Non, jamais. Ender ne s’en était jamais rendu compte. Dans son esprit, la galaxie était plate, comme sur les cartes spatiales qui montraient une vue plongeante de la section du bras spiral galactique d’où les humains avaient essaimé à partir de la Terre. Mais cela n’était pas. Il n’y avait pas deux étoiles exactement dans le même plan que deux autres étoiles. Les rayons philotiques reliant vaisseaux interstellaires, planètes et satellites selon des droites parfaites, d’ansible à ansible, semblaient se couper quand on les voyait sur une carte bidimensionnelle, mais, dans le gros plan en trois dimensions affiché par l’ordinateur, il était manifeste qu’ils ne se touchaient jamais.

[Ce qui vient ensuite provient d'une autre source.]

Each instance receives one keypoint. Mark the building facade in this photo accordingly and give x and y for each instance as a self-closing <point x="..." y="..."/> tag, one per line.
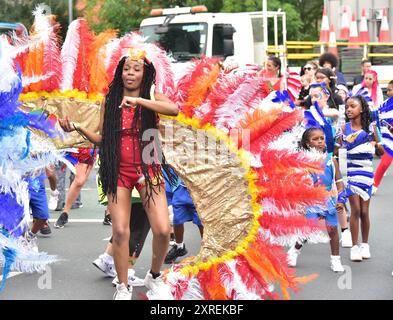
<point x="374" y="12"/>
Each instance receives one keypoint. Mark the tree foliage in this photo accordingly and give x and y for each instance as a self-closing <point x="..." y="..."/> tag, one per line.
<point x="21" y="11"/>
<point x="303" y="16"/>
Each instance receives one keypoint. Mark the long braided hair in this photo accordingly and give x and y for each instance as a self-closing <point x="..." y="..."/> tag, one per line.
<point x="365" y="117"/>
<point x="110" y="146"/>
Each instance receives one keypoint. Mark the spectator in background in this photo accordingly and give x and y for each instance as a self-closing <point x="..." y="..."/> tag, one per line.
<point x="342" y="91"/>
<point x="365" y="66"/>
<point x="389" y="90"/>
<point x="307" y="74"/>
<point x="370" y="82"/>
<point x="325" y="75"/>
<point x="330" y="61"/>
<point x="386" y="159"/>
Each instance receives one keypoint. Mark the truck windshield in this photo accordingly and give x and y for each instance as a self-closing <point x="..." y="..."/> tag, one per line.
<point x="182" y="41"/>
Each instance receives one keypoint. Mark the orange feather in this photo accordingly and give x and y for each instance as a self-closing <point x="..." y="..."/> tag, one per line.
<point x="98" y="81"/>
<point x="199" y="91"/>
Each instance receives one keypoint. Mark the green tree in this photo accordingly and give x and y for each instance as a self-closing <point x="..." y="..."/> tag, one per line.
<point x="21" y="11"/>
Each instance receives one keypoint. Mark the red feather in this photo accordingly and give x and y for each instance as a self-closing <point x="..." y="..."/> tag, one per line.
<point x="276" y="161"/>
<point x="248" y="278"/>
<point x="82" y="71"/>
<point x="282" y="226"/>
<point x="200" y="68"/>
<point x="224" y="88"/>
<point x="264" y="127"/>
<point x="116" y="55"/>
<point x="291" y="194"/>
<point x="52" y="60"/>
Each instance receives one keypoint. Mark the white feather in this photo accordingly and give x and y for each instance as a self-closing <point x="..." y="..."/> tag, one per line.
<point x="69" y="55"/>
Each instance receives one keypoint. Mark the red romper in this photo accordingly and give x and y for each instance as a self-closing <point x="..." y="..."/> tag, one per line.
<point x="130" y="173"/>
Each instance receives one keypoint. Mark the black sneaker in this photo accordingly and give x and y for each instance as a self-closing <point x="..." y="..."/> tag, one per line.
<point x="174" y="253"/>
<point x="60" y="206"/>
<point x="62" y="221"/>
<point x="46" y="229"/>
<point x="77" y="205"/>
<point x="107" y="219"/>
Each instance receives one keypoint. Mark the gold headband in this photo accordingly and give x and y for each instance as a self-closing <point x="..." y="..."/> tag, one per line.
<point x="136" y="55"/>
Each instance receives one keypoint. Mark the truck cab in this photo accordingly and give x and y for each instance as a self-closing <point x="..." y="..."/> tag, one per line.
<point x="8" y="28"/>
<point x="190" y="32"/>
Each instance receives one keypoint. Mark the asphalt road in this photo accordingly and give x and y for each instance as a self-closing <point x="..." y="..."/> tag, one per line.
<point x="79" y="243"/>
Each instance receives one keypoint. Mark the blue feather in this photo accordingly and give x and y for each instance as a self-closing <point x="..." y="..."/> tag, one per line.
<point x="283" y="97"/>
<point x="11" y="214"/>
<point x="313" y="122"/>
<point x="10" y="257"/>
<point x="361" y="92"/>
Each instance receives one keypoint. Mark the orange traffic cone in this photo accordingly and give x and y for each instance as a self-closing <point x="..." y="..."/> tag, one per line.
<point x="353" y="34"/>
<point x="332" y="41"/>
<point x="324" y="36"/>
<point x="384" y="35"/>
<point x="344" y="33"/>
<point x="363" y="30"/>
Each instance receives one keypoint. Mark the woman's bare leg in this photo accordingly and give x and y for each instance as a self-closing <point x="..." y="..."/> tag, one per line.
<point x="82" y="174"/>
<point x="158" y="215"/>
<point x="120" y="212"/>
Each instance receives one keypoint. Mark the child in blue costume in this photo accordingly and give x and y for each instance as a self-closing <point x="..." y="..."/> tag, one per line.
<point x="180" y="203"/>
<point x="359" y="137"/>
<point x="39" y="209"/>
<point x="314" y="138"/>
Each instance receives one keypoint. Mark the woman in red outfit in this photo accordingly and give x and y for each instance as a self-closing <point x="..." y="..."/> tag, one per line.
<point x="131" y="110"/>
<point x="273" y="74"/>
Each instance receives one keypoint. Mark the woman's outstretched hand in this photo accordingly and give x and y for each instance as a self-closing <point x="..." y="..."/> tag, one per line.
<point x="66" y="124"/>
<point x="128" y="102"/>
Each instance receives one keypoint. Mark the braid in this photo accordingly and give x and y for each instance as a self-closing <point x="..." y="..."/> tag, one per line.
<point x="306" y="137"/>
<point x="365" y="117"/>
<point x="148" y="120"/>
<point x="110" y="146"/>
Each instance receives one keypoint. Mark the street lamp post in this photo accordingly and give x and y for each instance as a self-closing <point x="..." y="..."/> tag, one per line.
<point x="70" y="18"/>
<point x="265" y="30"/>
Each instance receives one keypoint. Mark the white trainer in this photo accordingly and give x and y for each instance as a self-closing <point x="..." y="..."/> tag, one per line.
<point x="292" y="256"/>
<point x="53" y="198"/>
<point x="28" y="242"/>
<point x="104" y="266"/>
<point x="133" y="280"/>
<point x="158" y="289"/>
<point x="122" y="292"/>
<point x="335" y="264"/>
<point x="365" y="251"/>
<point x="356" y="254"/>
<point x="346" y="239"/>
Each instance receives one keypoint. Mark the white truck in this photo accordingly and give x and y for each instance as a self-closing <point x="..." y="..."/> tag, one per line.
<point x="189" y="32"/>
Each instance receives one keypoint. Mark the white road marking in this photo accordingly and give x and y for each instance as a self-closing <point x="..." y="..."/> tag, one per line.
<point x="79" y="220"/>
<point x="10" y="275"/>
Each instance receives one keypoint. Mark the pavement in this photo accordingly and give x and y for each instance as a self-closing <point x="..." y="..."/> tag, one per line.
<point x="85" y="237"/>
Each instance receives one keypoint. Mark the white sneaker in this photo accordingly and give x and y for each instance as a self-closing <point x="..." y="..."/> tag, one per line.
<point x="346" y="239"/>
<point x="335" y="264"/>
<point x="53" y="198"/>
<point x="122" y="292"/>
<point x="158" y="290"/>
<point x="356" y="254"/>
<point x="365" y="251"/>
<point x="133" y="280"/>
<point x="104" y="266"/>
<point x="27" y="242"/>
<point x="293" y="253"/>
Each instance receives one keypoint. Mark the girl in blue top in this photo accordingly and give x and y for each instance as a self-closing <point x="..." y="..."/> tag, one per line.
<point x="359" y="137"/>
<point x="314" y="138"/>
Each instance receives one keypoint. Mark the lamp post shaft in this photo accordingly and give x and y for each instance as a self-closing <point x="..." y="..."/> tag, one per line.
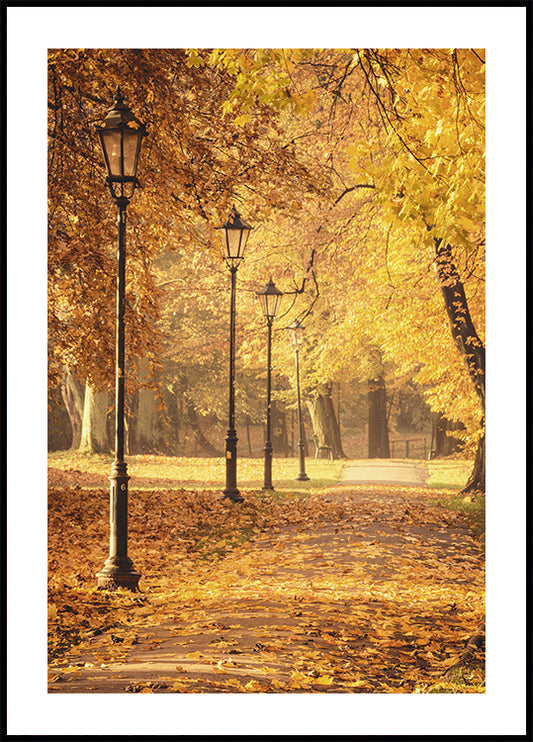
<point x="268" y="444"/>
<point x="302" y="476"/>
<point x="118" y="569"/>
<point x="231" y="490"/>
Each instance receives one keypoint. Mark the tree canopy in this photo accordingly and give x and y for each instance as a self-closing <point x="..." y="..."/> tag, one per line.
<point x="363" y="174"/>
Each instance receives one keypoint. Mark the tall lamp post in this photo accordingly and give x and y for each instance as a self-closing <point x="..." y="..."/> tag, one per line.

— Comment peut-elle exister là-dedans ? demanda Ender. Comment peut-elle exister dans ce machin alors qu’il n’y a aucune liaison entre ces droites sauf aux points d’arrivée ?
— Alors… elle est peut-être ailleurs. Peut-être qu’elle existe dans la somme des programmes résidant dans chaque terminal.
— Dans ce cas, elle pourrait faire des copies d’elle-même dans tous les ordinateurs et…
— Et puis rien. Elle ne pourrait jamais se reconstituer parce qu’ils ne vont utiliser que des ordinateurs vierges pour servir les ansibles.
— Ils ne peuvent pas maintenir cette situation indéfiniment, dit Ender. Il est trop vital pour des ordinateurs situés sur des planètes différentes de pouvoir communiquer. Le Congrès ne tardera pas à s’apercevoir qu’il n’y a pas assez d’êtres humains dans l’univers pour saisir à la main, en un an, la quantité d’informations que les ordinateurs doivent échanger par ansible toutes les heures.
— Alors elle se planque ? Elle attend ? Elle rentre en douce et se reconstitue dès qu’elle trouve une occasion, dans cinq ou dix ans ?
— Si elle n’est vraiment que ça : une collection de programmes.
— Elle doit être autre chose en plus de ça, dit Miro.
— Pourquoi ?
— Parce que si elle n’est rien d’autre qu’une collection de programmes, même de programmes qui s’écrivent et se révisent eux-mêmes, elle a en dernière analyse été créée quelque part par un programmeur ou un groupe de programmeurs. Auquel cas elle ne fait qu’exécuter le programme qui lui a été imposé dès le début. Elle n’a aucune liberté d’initiative. C’est une marionnette et non une personne.
— Nous y voilà, dit Ender. Peut-être que ta définition du libre arbitre est un peu restreinte. Les êtres humains ne sont-ils pas comparables, programmés qu’ils sont par leurs gènes et leur environnement ?
— Non, dit Miro.
— Par quoi, alors ?
— Nos connexions philotiques prouvent que nous ne le sommes pas. Parce que nous sommes capables de nous connecter entre nous par un acte volontaire, ce qu’aucune autre forme de vie terrestre ne peut faire. Nous possédons là quelque chose, quelque chose qui relève de notre essence et qui n’a pas été causé par autre chose.
— Quoi ? Notre âme ?
— Pas même ça, dit Miro. Parce que les prêtres disent que Dieu a créé notre âme, ce qui nous met sous la coupe d’un autre manipulateur. Si Dieu a créé notre volonté, alors c’est lui qui est responsable de toutes les décisions que nous prenons. Dieu, nos gènes, notre environnement, ou quelque stupide programmeur qui pianote un code sur quelque terminal poussiéreux – il ne peut y avoir de volonté autonome si nous sommes, en tant qu’individus, le produit de quelque cause extérieure.
— Donc, si je m’en souviens bien, la réponse de la philosophie officielle est que le libre arbitre n’existe pas. Il n’y a qu’une illusion de libre arbitre, dans la mesure où les causes de notre comportement sont tellement complexes que nous ne pouvons les retrouver. Si on a une ligne de dominos qui s’abattent les uns sur les autres, on peut toujours dire : Regardez, ce domino-ci est tombé parce que celui-là l’a poussé. Mais si on a un nombre infini de dominos qui viennent d’une infinité de directions, on ne peut jamais retrouver le début de la chaîne causale. Alors, on se dit : Ce domino est tombé parce qu’il le voulait.